San Ignacio de Loyola: la segunda conversión
La conversión más honda de San Ignacio, para muchos, no se da entonces en Loyola en esa cama postrado, sino en el Río Cardoner, luego de esa depresión “de buscar a Dios sin el mundo”. San Ignacio en su Autobiografía relata en tercera persona su segunda y gran conversión de esta forma: “Una vez iba por su devoción a una iglesia, que estaba poco más de una milla de Manresa, que creo yo que se llama san Pablo, y el camino va junto al río; y yendo así en sus devociones, se sentó un poco con la cara hacia el río, el cual iba hondo. Y estando allí sentado se le empezaron abrir los ojos del entendimiento; y no que viese alguna visión, sino entendiendo y conociendo muchas cosas, tanto de cosas espirituales, como de cosas de la fe y de letras; y esto con una ilustración tan grande, que le parecían todas las cosas nuevas”.
San Ignacio pasa del estar “en el mundo sin Dios” a “buscar a Dios sin el mundo” y de ahí finalmente a “encontrar a Dios en el mundo”, transformando esta consigna en la consigna más propia de la espiritualidad ignaciana: ser “contemplativos en la acción”, “buscar y hallar a Dios en todas las cosas”, “en lo más profundo de las realidades”.
Esta espiritualidad Ignaciana se opone entonces a una búsqueda de Dios que rechaza el mundo y la humanidad.
Hegel y Odo Marquard tienen dos relatos que sintonizarían mucho con esta mirada.
El primero relata la pequeña historia de aquel hombre que quería fruta y por ello rechazó manzanas, peras, ciruelas, cerezas y membrillo: “Pues no quería manzanas, sino fruta, no quería peras, sino fruta, ni membrillo, sino fruta; así que eligió el único camino que le conducía con seguridad a no conseguir lo que quería, que era fruta; pues la fruta sólo existe (al menos para los seres humanos) en forma de manzanas, peras, ciruelas, cerezas o membrillo”.
Odo Marquard dice que lo mismo sucede a quien busca directamente la felicidad o el sentido de la vida: “Pues una persona así no quiere leer, sino que quiere sentido, no quiere escribir, sino que quiere sentido, tampoco quiere trabajar, sino que quiere sentido, no quiere dormir, sino que quiere sentido, no quiere cumplir deberes, sino que quiere sentido, no quiere seguir inclinaciones, sino que quiere sentido, etc.: no quiere profesión, sino sentido; no quiere hobby, sino sentido; no quiere familia, sino sentido, no quiere soledad, sino sentido, no quiere Estado, sino sentido, no quiere arte, sino sentido, no quiere economía, sino sentido, no quiere ciencia, sino sentido, no quiere compasión, sino sentido, etc.
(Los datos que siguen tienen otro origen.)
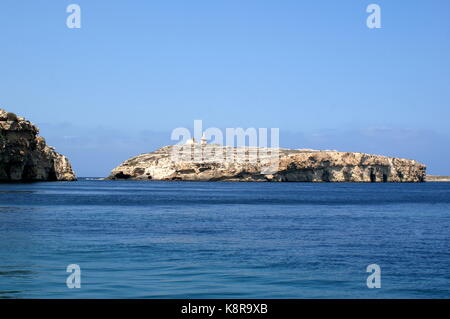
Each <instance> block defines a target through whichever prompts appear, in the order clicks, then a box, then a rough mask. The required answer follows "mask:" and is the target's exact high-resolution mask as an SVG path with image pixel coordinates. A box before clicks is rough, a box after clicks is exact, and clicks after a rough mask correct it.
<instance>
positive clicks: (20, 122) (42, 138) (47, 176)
mask: <svg viewBox="0 0 450 319" xmlns="http://www.w3.org/2000/svg"><path fill="white" fill-rule="evenodd" d="M38 133H39V129H38V128H37V127H36V126H34V125H33V124H32V123H31V122H30V121H27V120H25V119H24V118H21V117H17V116H16V115H15V114H14V113H11V112H7V111H5V110H3V109H0V182H18V181H74V180H76V177H75V174H74V172H73V170H72V166H71V165H70V163H69V160H68V159H67V158H66V157H65V156H63V155H61V154H59V153H57V152H55V150H54V148H53V147H50V146H48V145H46V143H45V139H44V138H43V137H41V136H38Z"/></svg>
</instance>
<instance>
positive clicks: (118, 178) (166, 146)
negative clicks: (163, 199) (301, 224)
mask: <svg viewBox="0 0 450 319" xmlns="http://www.w3.org/2000/svg"><path fill="white" fill-rule="evenodd" d="M174 147H175V146H165V147H162V148H160V149H158V150H157V151H155V152H152V153H147V154H142V155H139V156H135V157H133V158H131V159H129V160H126V161H125V162H123V163H122V164H121V165H119V166H118V167H116V168H115V169H113V170H112V172H111V174H110V175H109V177H108V178H107V179H111V180H147V181H148V180H165V181H231V182H239V181H242V182H360V183H382V182H410V183H419V182H425V177H426V166H425V165H423V164H421V163H418V162H416V161H414V160H408V159H401V158H394V157H387V156H380V155H371V154H365V153H352V152H338V151H316V150H309V149H305V150H302V149H297V150H290V149H277V154H276V157H275V158H274V157H273V154H271V151H273V149H266V148H257V147H253V148H251V147H243V148H235V147H230V146H221V145H217V144H207V145H200V144H195V145H192V144H191V145H184V146H181V151H182V152H184V153H185V154H187V155H189V154H191V156H184V158H183V159H181V160H177V161H173V158H172V156H173V154H174ZM176 150H177V151H180V146H177V149H176ZM239 154H240V155H239ZM242 154H244V155H242ZM252 156H253V157H252ZM255 156H256V161H255V160H253V161H252V160H250V159H252V158H254V157H255ZM236 159H238V160H236ZM247 159H248V160H247ZM274 163H275V164H276V170H275V171H273V172H270V173H267V172H265V171H266V170H267V167H273V164H274Z"/></svg>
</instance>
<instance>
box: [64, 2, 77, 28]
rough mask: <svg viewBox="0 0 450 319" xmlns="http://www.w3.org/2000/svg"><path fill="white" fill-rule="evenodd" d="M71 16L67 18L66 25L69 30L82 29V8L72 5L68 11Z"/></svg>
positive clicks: (69, 8)
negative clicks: (73, 29)
mask: <svg viewBox="0 0 450 319" xmlns="http://www.w3.org/2000/svg"><path fill="white" fill-rule="evenodd" d="M66 12H67V13H70V15H69V16H68V17H67V20H66V25H67V27H68V28H69V29H80V28H81V7H80V6H79V5H78V4H70V5H68V6H67V9H66Z"/></svg>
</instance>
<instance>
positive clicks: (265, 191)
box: [0, 180, 450, 298]
mask: <svg viewBox="0 0 450 319" xmlns="http://www.w3.org/2000/svg"><path fill="white" fill-rule="evenodd" d="M373 263H376V264H378V265H380V267H381V272H382V273H381V278H382V279H381V282H382V287H381V288H380V289H368V288H367V286H366V278H367V276H368V275H369V274H368V273H366V267H367V266H368V265H369V264H373ZM69 264H78V265H79V266H80V267H81V272H82V273H81V289H69V288H67V286H66V278H67V276H68V275H69V273H67V272H66V267H67V265H69ZM449 297H450V183H426V184H304V183H189V182H187V183H186V182H185V183H183V182H118V181H88V180H82V181H78V182H73V183H65V182H58V183H36V184H13V185H9V184H0V298H449Z"/></svg>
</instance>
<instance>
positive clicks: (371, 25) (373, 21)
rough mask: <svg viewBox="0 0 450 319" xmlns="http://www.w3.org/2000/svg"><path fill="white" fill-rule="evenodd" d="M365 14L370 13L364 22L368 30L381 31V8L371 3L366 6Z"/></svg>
mask: <svg viewBox="0 0 450 319" xmlns="http://www.w3.org/2000/svg"><path fill="white" fill-rule="evenodd" d="M366 12H367V13H370V15H369V16H368V17H367V20H366V24H367V27H368V28H369V29H381V7H380V6H379V5H378V4H375V3H372V4H369V5H368V6H367V9H366Z"/></svg>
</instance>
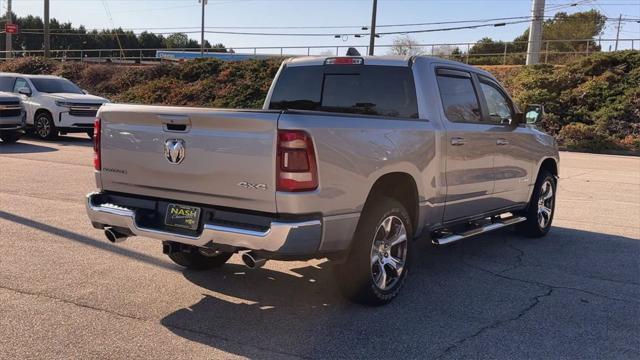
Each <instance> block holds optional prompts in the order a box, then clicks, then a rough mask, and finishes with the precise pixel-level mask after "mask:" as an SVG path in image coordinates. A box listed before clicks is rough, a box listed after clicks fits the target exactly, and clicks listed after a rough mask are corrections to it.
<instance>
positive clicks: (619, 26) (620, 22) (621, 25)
mask: <svg viewBox="0 0 640 360" xmlns="http://www.w3.org/2000/svg"><path fill="white" fill-rule="evenodd" d="M620 28H622V14H620V17H619V18H618V31H617V32H616V50H615V51H618V41H620Z"/></svg>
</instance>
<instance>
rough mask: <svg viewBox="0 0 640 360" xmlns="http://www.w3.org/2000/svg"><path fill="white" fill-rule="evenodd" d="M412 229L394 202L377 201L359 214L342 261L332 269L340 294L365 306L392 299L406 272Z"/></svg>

También esta persona elige el único camino que le conduce con seguridad a no alcanzar lo que quiere: el sentido”.
Me atrevo a meterme, con el cartel de San Ignacio, entre Hegel y Marquard, y decir que lo mismo sucede a quien busca directamente a Dios, su poder y su camino, y no quiere panes, porque quiere a Dios, no quiere pescados y mariscos recién salidos del mar, porque quiere a Dios, no quiere una bella poesía que hable de lo más humano, porque quiere a Dios, no quiere conocer las mingas, porque quiere a Dios; no quiere goles, ni hacer el amor, ni compartir en familia o comunidad, porque quiere a Dios…
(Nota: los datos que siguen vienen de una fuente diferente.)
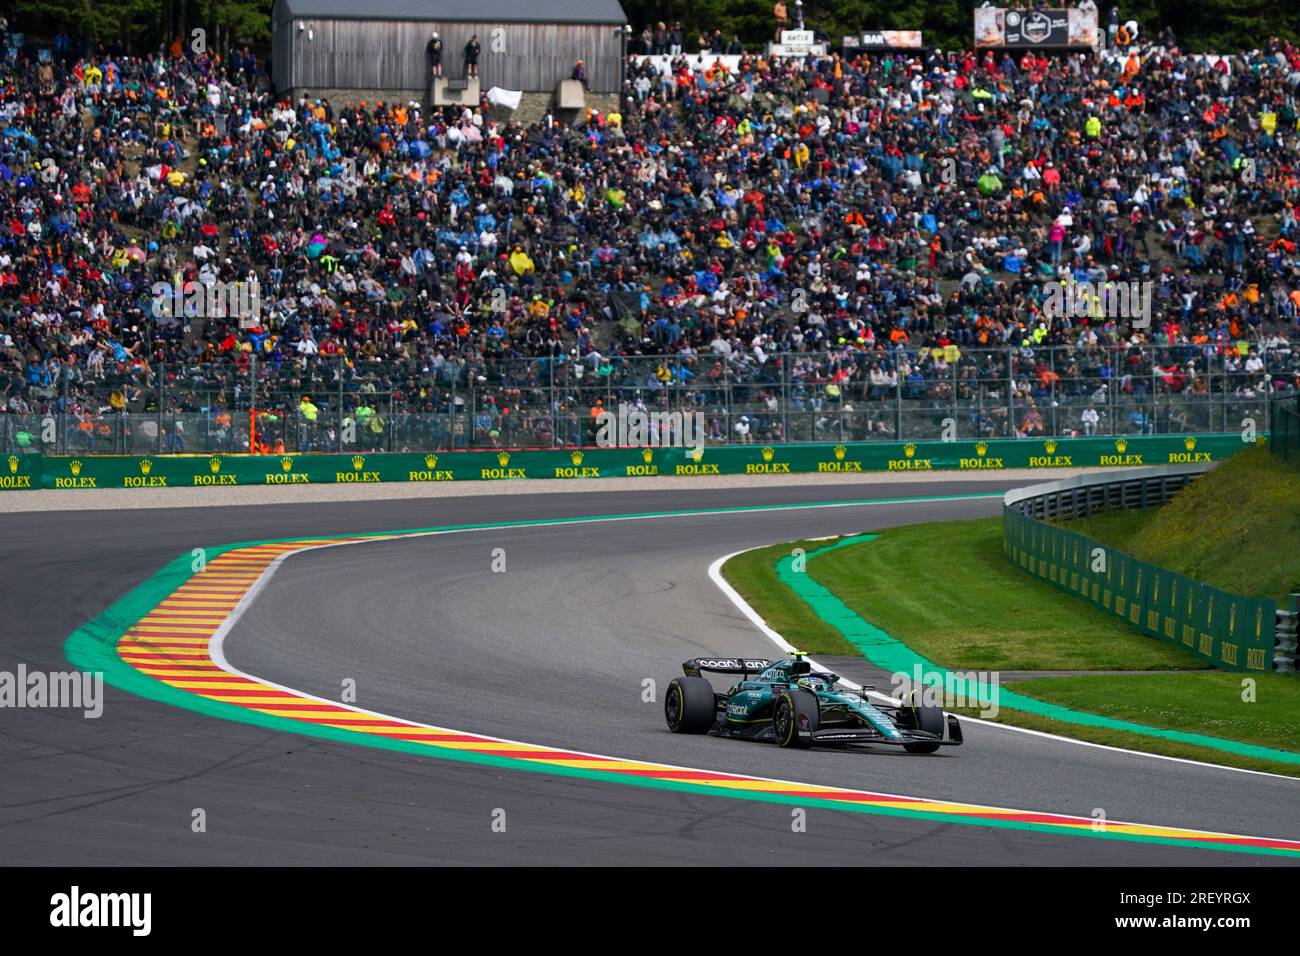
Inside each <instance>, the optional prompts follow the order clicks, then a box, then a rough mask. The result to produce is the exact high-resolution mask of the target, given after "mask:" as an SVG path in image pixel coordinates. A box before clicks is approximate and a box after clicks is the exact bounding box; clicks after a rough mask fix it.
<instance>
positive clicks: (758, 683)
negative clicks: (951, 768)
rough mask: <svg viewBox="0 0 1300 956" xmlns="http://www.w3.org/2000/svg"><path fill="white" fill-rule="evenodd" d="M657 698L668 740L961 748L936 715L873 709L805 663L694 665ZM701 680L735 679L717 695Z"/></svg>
mask: <svg viewBox="0 0 1300 956" xmlns="http://www.w3.org/2000/svg"><path fill="white" fill-rule="evenodd" d="M681 670H682V671H684V674H685V676H681V678H673V679H672V683H669V684H668V692H667V693H666V695H664V701H663V713H664V719H666V721H667V722H668V730H671V731H672V732H673V734H711V735H714V736H723V737H741V739H745V740H766V741H775V743H776V744H779V745H781V747H796V748H809V747H813V745H814V744H816V745H819V747H822V745H833V747H846V745H858V744H889V745H894V747H902V749H905V750H907V752H909V753H933V752H935V750H937V749H939V748H940V747H948V745H956V744H959V743H962V727H961V723H958V721H957V718H956V717H953V715H952V714H946V715H945V714H944V711H943V709H941V708H935V706H926V705H922V704H919V702H917V704H913V701H914V700H915V692H913V693H910V695H907V697H905V700H904V701H902V704H901V705H897V706H896V705H889V704H875V702H872V701H871V698H870V697H868V695H867V691H870V689H871V688H863V689H861V691H850V689H848V688H844V687H840V685H839V682H840V676H839V675H837V674H829V672H827V671H814V670H813V665H811V663H809V661H806V659H805V656H803V654H801V653H796V654H793V656H792V657H789V658H787V659H783V661H766V659H755V658H751V657H750V658H742V657H695V658H692V659H690V661H686V662H685V663H684V665H681ZM705 674H737V675H740V680H738V682H736V683H735V684H733V685H732V687H731V689H729V691H727V693H718V692H716V691H714V685H712V684H711V683H710V682H708V678H706V676H705Z"/></svg>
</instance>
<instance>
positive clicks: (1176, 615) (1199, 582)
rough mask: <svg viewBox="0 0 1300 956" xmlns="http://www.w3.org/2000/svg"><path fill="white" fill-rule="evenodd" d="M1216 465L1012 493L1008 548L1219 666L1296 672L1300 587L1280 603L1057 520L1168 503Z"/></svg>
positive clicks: (1126, 471) (1044, 570)
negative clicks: (1123, 551)
mask: <svg viewBox="0 0 1300 956" xmlns="http://www.w3.org/2000/svg"><path fill="white" fill-rule="evenodd" d="M1210 467H1213V466H1212V464H1206V463H1195V464H1167V466H1161V467H1154V468H1140V470H1131V471H1123V472H1109V473H1102V475H1097V473H1092V475H1080V476H1076V477H1069V479H1062V480H1058V481H1047V483H1041V484H1036V485H1030V486H1028V488H1019V489H1014V490H1011V492H1008V493H1006V496H1004V498H1002V548H1004V553H1005V554H1006V557H1008V558H1009V559H1010V561H1013V562H1014V563H1017V564H1018V566H1021V567H1022V568H1024V570H1026V571H1027V572H1028V574H1031V575H1035V576H1037V578H1040V579H1043V580H1045V581H1048V583H1050V584H1053V585H1056V587H1058V588H1061V589H1063V591H1067V592H1070V593H1073V594H1075V596H1076V597H1080V598H1083V600H1086V601H1089V602H1091V604H1093V605H1095V606H1097V607H1100V609H1102V610H1106V611H1109V613H1110V614H1114V615H1115V617H1119V618H1122V619H1123V620H1126V623H1128V624H1131V626H1134V627H1136V628H1138V630H1140V631H1144V632H1147V633H1149V635H1151V636H1153V637H1157V639H1160V640H1164V641H1166V643H1170V644H1178V645H1180V646H1183V648H1184V649H1186V650H1190V652H1191V653H1193V654H1197V656H1200V657H1203V658H1205V659H1208V661H1212V662H1213V663H1214V665H1216V666H1218V667H1226V669H1231V670H1243V671H1265V670H1269V669H1270V667H1271V669H1273V670H1277V671H1284V672H1291V671H1294V670H1295V669H1296V663H1297V662H1296V622H1297V618H1300V594H1292V596H1291V600H1290V605H1291V607H1290V610H1287V609H1279V607H1278V605H1277V602H1275V601H1273V600H1266V598H1255V597H1247V596H1242V594H1234V593H1231V592H1226V591H1222V589H1219V588H1214V587H1212V585H1208V584H1204V583H1201V581H1196V580H1192V579H1190V578H1187V576H1186V575H1180V574H1177V572H1174V571H1169V570H1167V568H1161V567H1158V566H1154V564H1149V563H1147V562H1143V561H1139V559H1138V558H1134V557H1132V555H1128V554H1123V553H1122V551H1118V550H1115V549H1113V548H1110V546H1108V545H1104V544H1102V542H1100V541H1096V540H1093V538H1091V537H1088V536H1086V535H1082V533H1079V532H1074V531H1070V529H1069V528H1063V527H1058V525H1056V524H1050V522H1057V520H1067V519H1071V518H1086V516H1088V515H1092V514H1099V512H1101V511H1105V510H1110V509H1145V507H1153V506H1157V505H1164V503H1166V502H1167V501H1170V499H1171V498H1173V497H1174V496H1177V494H1178V493H1179V492H1182V490H1183V489H1186V488H1187V486H1188V485H1190V484H1191V483H1192V481H1195V480H1197V479H1199V477H1200V476H1201V475H1204V473H1205V472H1206V471H1208V470H1209V468H1210ZM1270 658H1271V659H1270Z"/></svg>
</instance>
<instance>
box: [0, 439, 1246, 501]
mask: <svg viewBox="0 0 1300 956" xmlns="http://www.w3.org/2000/svg"><path fill="white" fill-rule="evenodd" d="M1242 447H1244V445H1243V442H1242V438H1240V436H1239V434H1236V433H1231V434H1203V436H1165V434H1162V436H1134V437H1130V438H1052V440H1018V441H1015V440H1013V441H1008V440H997V441H993V440H991V441H953V442H943V441H930V442H844V444H829V442H828V444H819V445H767V446H759V445H707V446H705V447H702V449H699V450H698V451H690V450H688V449H680V447H619V449H599V447H598V449H554V450H551V449H546V450H500V451H497V450H474V451H437V453H380V451H372V453H356V454H286V455H79V457H73V455H48V457H43V455H39V454H27V455H9V458H8V460H6V462H3V463H0V489H12V490H18V489H29V488H30V489H35V488H59V489H85V488H200V486H208V485H250V484H252V485H281V484H285V485H287V484H364V483H376V481H502V480H517V479H575V480H584V479H601V477H658V476H673V477H692V476H708V475H813V473H863V472H917V471H989V472H997V471H1004V470H1008V468H1030V470H1043V471H1050V470H1053V468H1086V467H1087V468H1093V467H1126V468H1132V467H1139V466H1143V464H1171V463H1187V462H1214V460H1219V459H1222V458H1226V457H1227V455H1231V454H1232V453H1235V451H1239V450H1240V449H1242Z"/></svg>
También esta persona elige el único camino que le conduce con seguridad a no alcanzar, o mejor dicho no ser alcanzado, por lo que busca: Dios.
La espiritualidad es una espiritualidad que encuentra a Dios en el mundo, trabajando, dándose, manifestándose en las muchas multiplicaciones de los panes de todos los días, y que trata de enfrentar a los fariseísmos del mundo que no logran acoger que detrás de todo pan se transparenta el Pan de Vida.
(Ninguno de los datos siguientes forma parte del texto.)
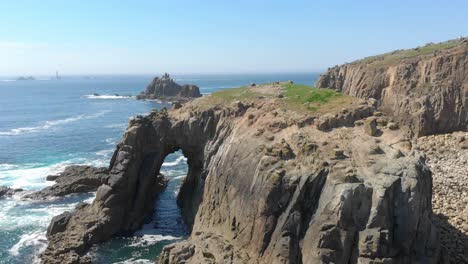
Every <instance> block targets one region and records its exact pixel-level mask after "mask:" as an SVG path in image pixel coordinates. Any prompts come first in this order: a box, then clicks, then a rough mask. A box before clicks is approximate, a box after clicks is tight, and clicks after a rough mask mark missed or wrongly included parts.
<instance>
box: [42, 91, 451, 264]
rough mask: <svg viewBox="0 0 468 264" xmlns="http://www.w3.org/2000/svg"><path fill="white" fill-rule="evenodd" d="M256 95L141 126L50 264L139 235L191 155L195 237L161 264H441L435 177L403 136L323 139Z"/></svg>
mask: <svg viewBox="0 0 468 264" xmlns="http://www.w3.org/2000/svg"><path fill="white" fill-rule="evenodd" d="M249 89H256V90H255V93H252V94H253V95H252V97H248V96H247V95H246V94H248V91H245V92H244V93H243V98H242V101H233V100H230V99H225V98H226V97H227V96H226V94H223V96H224V97H216V96H215V95H211V96H209V97H207V98H206V99H205V100H204V99H201V100H195V101H192V102H190V103H188V104H186V105H184V106H183V107H182V108H180V109H176V110H171V111H166V110H162V111H160V112H152V113H151V114H149V115H148V116H145V117H137V118H135V119H133V120H132V121H131V122H130V124H129V127H128V129H127V130H126V132H125V135H124V138H123V140H122V142H121V143H120V144H119V145H118V147H117V149H116V151H115V152H114V155H113V158H112V160H111V166H110V178H109V180H108V183H107V184H105V185H103V186H101V187H99V189H98V191H97V195H96V198H95V200H94V202H93V203H92V204H91V205H87V204H83V205H80V206H79V208H77V209H76V210H75V212H74V213H73V215H71V216H70V217H69V216H67V215H65V216H61V217H58V218H57V219H56V224H55V227H54V228H53V227H50V229H53V230H55V231H54V232H50V233H51V235H50V237H49V245H48V247H47V249H46V251H45V252H44V253H43V255H42V260H43V262H44V263H63V262H71V263H80V262H86V261H88V259H86V258H83V257H82V255H83V254H84V253H85V252H86V249H87V248H89V247H90V246H91V245H92V244H94V243H98V242H100V241H103V240H105V239H108V238H109V237H111V236H112V235H115V234H119V233H130V232H132V231H134V230H135V229H137V228H139V226H141V224H142V222H143V219H144V217H145V216H146V215H147V214H148V212H150V211H151V210H152V202H153V199H154V196H155V193H158V192H157V191H155V190H153V188H155V186H158V184H160V183H161V181H160V180H158V177H157V176H156V175H158V174H159V171H160V168H161V166H162V163H163V161H164V158H165V157H166V156H167V155H168V154H170V153H172V152H174V151H176V150H182V152H183V154H184V156H185V157H187V164H188V174H187V176H186V178H185V180H184V181H183V184H182V186H181V188H180V191H179V195H178V204H179V205H180V206H181V207H182V213H183V217H184V219H185V221H186V223H187V224H188V226H189V227H190V229H191V236H190V238H188V239H187V240H186V241H182V242H178V243H175V244H173V245H169V246H167V247H165V248H164V250H163V253H162V254H161V257H160V259H159V263H164V264H170V263H347V264H348V263H351V264H354V263H442V261H443V256H444V255H443V254H442V253H441V251H440V244H439V238H438V233H437V230H436V229H435V228H434V225H433V224H432V222H431V218H430V215H431V213H432V211H431V185H432V181H431V172H430V171H429V169H428V168H427V166H426V165H425V162H424V157H423V156H421V155H420V154H419V153H418V152H417V151H415V150H413V149H412V148H411V144H410V142H408V141H407V140H406V139H405V138H404V137H402V136H401V133H400V132H399V131H395V130H390V129H388V128H386V127H384V126H379V130H381V133H380V134H379V136H378V138H376V137H374V136H371V135H368V134H366V132H365V131H364V128H363V126H352V124H354V123H355V122H356V121H357V120H347V121H346V124H348V122H349V124H351V125H350V126H349V127H338V128H334V129H330V130H329V131H326V132H325V131H321V130H319V129H317V127H316V125H313V123H304V122H303V120H314V118H313V116H314V114H313V112H312V113H311V112H307V111H306V112H300V111H296V110H291V109H290V108H288V107H286V106H285V105H286V103H287V102H289V101H288V100H289V98H288V97H284V98H280V97H278V96H277V95H276V94H272V93H270V91H269V90H268V89H265V88H264V87H262V86H258V85H257V86H255V87H251V88H249ZM260 91H263V92H264V94H263V95H262V96H258V92H260ZM280 92H281V91H280ZM220 98H221V99H220ZM229 98H230V97H229ZM249 98H250V99H249ZM219 100H221V101H219ZM342 107H346V106H344V105H342ZM351 116H355V117H356V118H362V117H360V116H359V115H351ZM315 120H319V119H318V117H317V118H315ZM377 125H378V124H377ZM156 213H157V212H156ZM64 223H66V224H64Z"/></svg>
Es verdad, un riesgo de la espiritualidad ignaciana tiene que ver con quedarse en el pan, la política, la celebración y la comunidad y no ir en profundidad desde allí a lo más hondo, la huella de Dios.
Ése es el riesgo, pero el gran regalo de San Ignacio es invitarnos a valorar las mediaciones de la vida, a gozarnos de la literatura, de los movimientos políticos y las luchas y celebraciones de todos los días, porque el Pan de Vida se ha hecho carne y está en el pan, los pescados y un hombre de carne y hueso, el Jesús de ayer y el Jesús de hoy.
Pablo Romero S.J. Artículo publicado en el blog Territorio Abierto.